The Boston bombings also set off a different sort of search — not for advantage but for facts and information. This is the occupation of law enforcement, as well as the calling of journalism.

Journalists often get a bad rap, and sometimes deserve it, particularly when their desire to be first supplants their desire to get it right. But the days following a crisis or tragedy serve as a reminder of their indispensability. In the initial coverage of the Boston attacks, commentary consisted mainly of premature speculation and warnings against premature speculation. The work of a fine, methodical reporter — say Pete Williams of NBC — contributed more than the entire cast of his company’s cable network.

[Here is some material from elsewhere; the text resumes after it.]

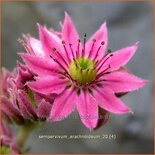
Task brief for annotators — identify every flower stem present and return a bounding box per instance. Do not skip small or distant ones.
[16,122,38,148]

We have a media culture that emphasizes opinion in order to fill the 24-hour news cycle and occupy the infinite reaches of broadband. But when it mattered most in Boston, only actual journalism mattered. It is a reminder of the main direction that dependence runs: Facts without commentary lack context. Commentary without facts is a gelatinous mass of sentiment and prejudice.

This is the reason that journalism is a moral enterprise (though some who practice it would probably run screaming from the newsroom at that adjective). Truth really does set us free. The discernment of a common set of facts is the only basis for constructive, democratic disagreement. Otherwise, we inhabit fundamentally incommensurable ideological worlds, and power becomes the only way to choose among them. Undermine journalism as a profession and a vocation — which we seem in the process of doing — and something essential is lost.

Tragedy also leads to another type of search, the search for meaning in cruel and apparently random events.

One of the most terrible and revealing moments of the recent bombings was reported in The Boston Globe. When a relative of Martin Richard first heard the general news that a child had been killed, she tried to imagine the family’s pain. “Then I found out we were the family,” she said.

To those most closely affected — those, for example, who held a child for eight years and will not again — the drawing of life lessons by outsiders will seem trivial or callous.

But other families will feel the shock of familiarity — recalling a school shooting, a hospital cancer ward or a sudden accident. A tragedy makes communal what most of us face in isolation — a loss that can’t be reconciled with justice. The news breaks, and we stare into the abyss together.

It is true, even if trivial, that tragedy, loss and nobility are often knit in the same fabric. And many in this circumstance turn to faith, not out of arrogant certainty (which life usually breaks in one way or another) but out of fear of the terrible alternative: that the innocent suffer and the universe is indifferent. Such faith is not the opposite of doubt, but haunted by it and inseparable from it. It is the cry to an absent God.

We spend most of our days in denial, until the day it is no longer possible. The options are relatively simple: Either death is final, or love is final. “You wanted justice, didn’t you?” says J.B.’s wife in Archibald MacLeish’s play. “There isn’t any. ... Only love.”